Each Roger microphone system has its own advantages, offering unique features and benefits depending on the listening environment. Do you know the differences?
Phonak offers a comprehensive range of wireless microphone systems to meet the individual needs of clients. From my experience as a clinical audiologist, a commonly asked question is, “What are the differences between these Roger microphones and how do you know which one to recommend?” Let’s review the portfolio and several use cases to determine which microphone system may fit your client’s lifestyle most appropriately.
The Roger portfolio for adults includes Roger Select, Roger Pen, and Roger Table Mic II. Each microphone system provides unique benefits based on the client’s every day communication needs and environment. Additionally, each wireless microphone has automatic features to allow for easy management and use of the Roger system.
When should you recommend Roger Select?
The Roger Select is a versatile microphone ideal for stationary situations where background noise is present. It is ideal for individuals who prefer the automatic features of the Select, but with the option of manual selection when there are multiple conversations taking place. When placed on a table, it automatically selects the person who is talking and seamlessly switches from one talker to another.
As an individual with significant hearing loss bilaterally, I use Roger Select when meeting colleagues for lunch. Lunchtime is when we all take a short break from work and eat together. The cafeteria quickly becomes noisy with other colleagues congregating in for their lunch break. As my colleagues are the ones I spend most of my time with, lunchtime is an opportunity to hear how their families are doing, how their most recent vacation was, or about a new restaurant they discovered. Typically at the lunch table, multiple conversations take place. When this occurs I manually select whom to listen to reduce the amount of distraction from competing conversations.

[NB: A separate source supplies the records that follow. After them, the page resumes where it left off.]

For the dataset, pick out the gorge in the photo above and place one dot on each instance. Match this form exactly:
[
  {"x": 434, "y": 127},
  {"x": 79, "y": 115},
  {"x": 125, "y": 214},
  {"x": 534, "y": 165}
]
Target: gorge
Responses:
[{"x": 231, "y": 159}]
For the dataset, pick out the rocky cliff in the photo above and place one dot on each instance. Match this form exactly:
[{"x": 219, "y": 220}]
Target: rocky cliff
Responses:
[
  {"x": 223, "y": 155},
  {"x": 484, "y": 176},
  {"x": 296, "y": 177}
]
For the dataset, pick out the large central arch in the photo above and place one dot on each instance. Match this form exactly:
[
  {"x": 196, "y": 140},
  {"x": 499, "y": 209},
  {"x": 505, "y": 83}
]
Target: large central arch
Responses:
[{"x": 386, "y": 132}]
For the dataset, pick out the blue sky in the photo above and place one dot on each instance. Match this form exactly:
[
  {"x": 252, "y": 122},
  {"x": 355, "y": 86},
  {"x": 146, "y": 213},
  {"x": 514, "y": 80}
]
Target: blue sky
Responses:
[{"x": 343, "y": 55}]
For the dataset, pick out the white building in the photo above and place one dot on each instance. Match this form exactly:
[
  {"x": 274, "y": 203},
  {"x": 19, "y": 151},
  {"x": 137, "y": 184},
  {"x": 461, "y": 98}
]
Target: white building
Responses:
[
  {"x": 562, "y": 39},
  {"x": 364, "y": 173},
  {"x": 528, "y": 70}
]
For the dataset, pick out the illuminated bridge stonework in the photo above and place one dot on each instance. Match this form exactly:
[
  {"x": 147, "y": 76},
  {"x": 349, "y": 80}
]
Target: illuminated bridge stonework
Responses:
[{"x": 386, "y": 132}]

Additionally, the Select can be worn by a communication partner on the chest using the clip or lanyard, known as lapel mode. It knows its orientation and automatically ensures the beam points upward to pick up the voice of the speaker. The lapel mode is good for a presenter at a meeting, a fitness class, and a passenger or driver in a car. Furthermore, the Select can transmit sound of multimedia devices, such as music streaming from a laptop. The Select can also transmit cellphone calls from Bluetooth enabled devices.
What about Roger Table Mic II?
The Roger Table Mic II is a microphone dedicated for working adults who participate in various meetings. It chooses the person who is talking and switches automatically. Working as an audiologist in a corporate environment involves attending meetings on a regular basis. The size of the meetings varies by the amount of people attending, as well as the configuration of the room. I bring one or two Table Mic IIs with me, as it is possible to connect multiple Table Mics II to create a MultiTalker Network, ideal for large meeting configurations and overcoming the distance. Many of my meetings tend to include both a presenter and group discussions; thus, I bring a Roger Select, as well.
The MultiTalker Network can include the Roger Select worn in lapel mode by a presenter. This set-up allows for me to actively participate in meetings and understand the next steps in my responsibilities. Additionally, as many meetings are conducted virtually, the Table Mic II can also be connected to multimedia for streaming sound directly to my hearing aid and cochlear implant.
And the Roger Pen?
The Roger Pen is recommended for individuals in mobile, challenging listening situations. The Roger Pen functions as a handheld device and uses a built-in accelerometer to determine whether it is lying on a table, held in hand or hanging around the neck. The behavior of the microphone changes based on the position it is placed in by applying adaptive beamforming technology. When the Pen is lying on a table or on a flat surface the microphone setting is omnidirectional, picking up environmental sounds from all around. If the level of background noise increases, the Pen can be picked up and pointed towards the speaker of interest to improve directionality of the signal, such as in interview mode.
Interview mode is beneficial when driving in a car with multiple passengers. I enjoy taking long road trips and easily miss hearing conversations in the car, especially as the driver of the vehicle. My attention and resources are focused on maneuvering the vehicle, making it difficult to actively listen to conversations occurring by the passengers. With the Pen, the passengers can pass it around as they talk, allowing for me to be included in conversations, while keeping my attention on the road in front of me. Moreover, the Pen can be held by the speakers themselves or worn in lanyard mode. When the Pen is in a vertical plane it uses a fixed directional, narrow beamformer pattern. Similarly to the Select, the Pen can transmit the sound of multimedia devices and cellphone calls, allowing for me to make hands free phone calls and hear the phone call in both ears.
Utilizing a wireless microphone in addition to wearing a hearing aid and a cochlear implant allow me to follow and participate in conversations regardless of the environment I am in. Using a Roger microphone allows me to remain engaged in social interactions.
Need more guidance?
Each Roger microphone system has its own advantages, offering unique features and benefits depending on the environment your clients experience. For a further interactive resource in ensuring the best recommendation for your client, the Roger Easy Guide is available on PhonakPro.com. I hope this article helps you to make a more informed decision on a Roger solution that best fits your client’s listening needs.